Hi team,
I am trying to create reusable components with UI metadata and metrics persisted. It seems that I need to explicit about outputting metadata and metrics in the component.yaml file. For example, confusion_metric
name: Confusion matrix
description: Calculates confusion matrix
inputs:
- {name: Predictions, type: GCSPath, description: 'GCS path of prediction file pattern.'} # type: {GCSPath: {data_type: CSV}}
- {name: Target lambda, type: String, default: '', description: 'Text of Python lambda function which computes target value. For example, "lambda x: x[''a''] + x[''b'']". If not set, the input must include a "target" column.'}
- {name: Output dir, type: GCSPath, description: 'GCS path of the output directory.'} # type: {GCSPath: {path_type: Directory}}
outputs:
- {name: MLPipeline UI metadata, type: UI metadata}
- {name: MLPipeline Metrics, type: Metrics}
implementation:
container:
image: gcr.io/ml-pipeline/ml-pipeline-local-confusion-matrix:1.0.0
command: [python2, /ml/confusion_matrix.py]
args: [
--predictions, {inputValue: Predictions},
--target_lambda, {inputValue: Target lambda},
--output, {inputValue: Output dir},
]
fileOutputs:
MLPipeline UI metadata: /mlpipeline-ui-metadata.json
MLPipeline Metrics: /mlpipeline-metrics.json
However, in the component specification. It mentions that fileOutputs is a Legacy property and should not be used.

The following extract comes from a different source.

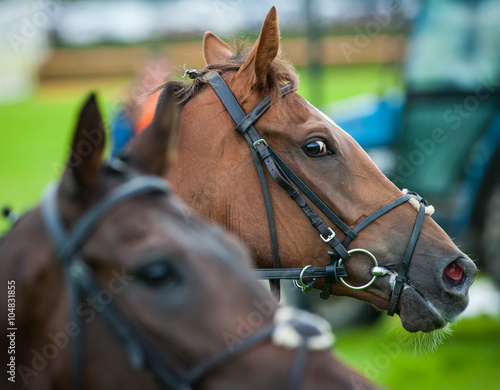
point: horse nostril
(454, 271)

They are contradicting each other. Also, I could not find any documentation saying we need to use fileOutputs in the component.yaml file to persist UI metadata and metrics.
So I wonder what is the correct way to output UI metadata and metrics?
Thanks
Bin
It mentions that fileOutputs is a Legacy property and should not be used.

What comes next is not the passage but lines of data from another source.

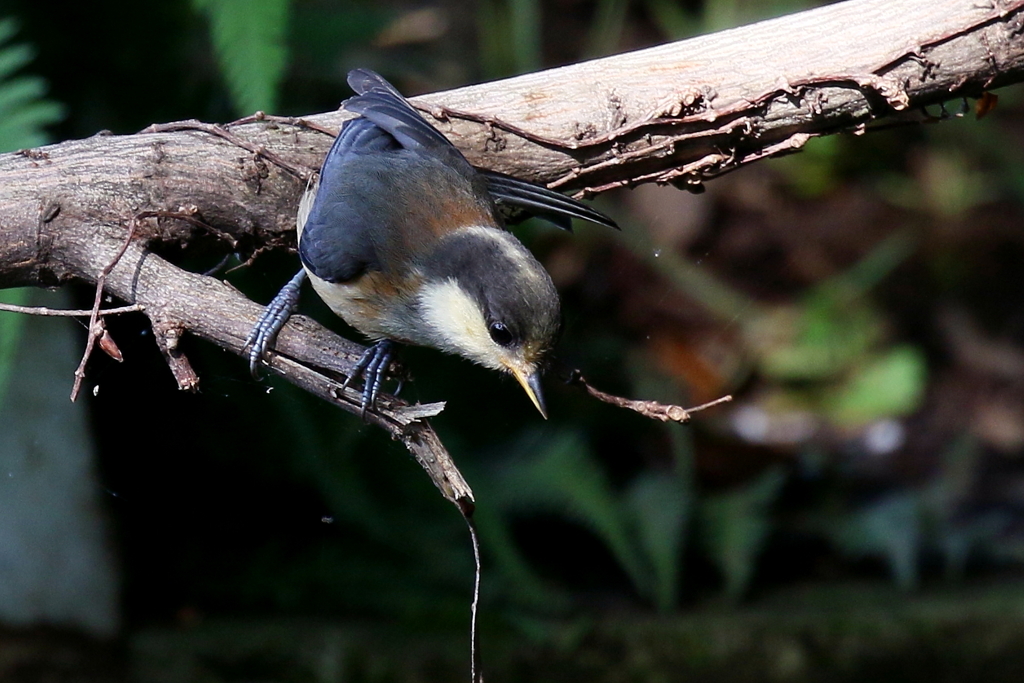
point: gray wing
(516, 200)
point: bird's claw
(271, 321)
(372, 368)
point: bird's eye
(500, 334)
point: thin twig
(66, 312)
(188, 215)
(219, 131)
(298, 122)
(648, 409)
(476, 672)
(95, 330)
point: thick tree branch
(681, 113)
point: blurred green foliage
(249, 38)
(25, 114)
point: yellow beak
(531, 384)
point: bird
(409, 243)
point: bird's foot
(372, 368)
(272, 319)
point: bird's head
(486, 298)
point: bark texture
(681, 113)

They are contradicting each other.
Yes, the confusion_matrix component still uses a legacy way to describe outputs.
fileOutputs works, but we really discourage its usage.
Before:
args: [
--predictions, {inputValue: Predictions},
--target_lambda, {inputValue: Target lambda},
--output, {inputValue: Output dir},
]
fileOutputs:
MLPipeline UI metadata: /mlpipeline-ui-metadata.json
MLPipeline Metrics: /mlpipeline-metrics.json
after:
args: [
--predictions, {inputValue: Predictions},
--target_lambda, {inputValue: Target lambda},
--output, {inputValue: Output dir},
--metadata-path, {outputPath: MLPipeline UI metadata},
--metrics-path, {outputPath: MLPipeline Metrics},
]
The confusion matrix component will be fixed at some point in the future: https://github.com/kubeflow/pipelines/pull/580/files#diff-a65b15d94e67f77a796e4940651e5c62
Thanks for the example! I think it would be nice to add this information in the documentation, as it does not have a clear example on how to output the UI metadata and metrics in the component.yaml file.
Thank you. We'll try to improve the documentation.
Most helpful comment
Yes, the confusion_matrix component still uses a legacy way to describe outputs.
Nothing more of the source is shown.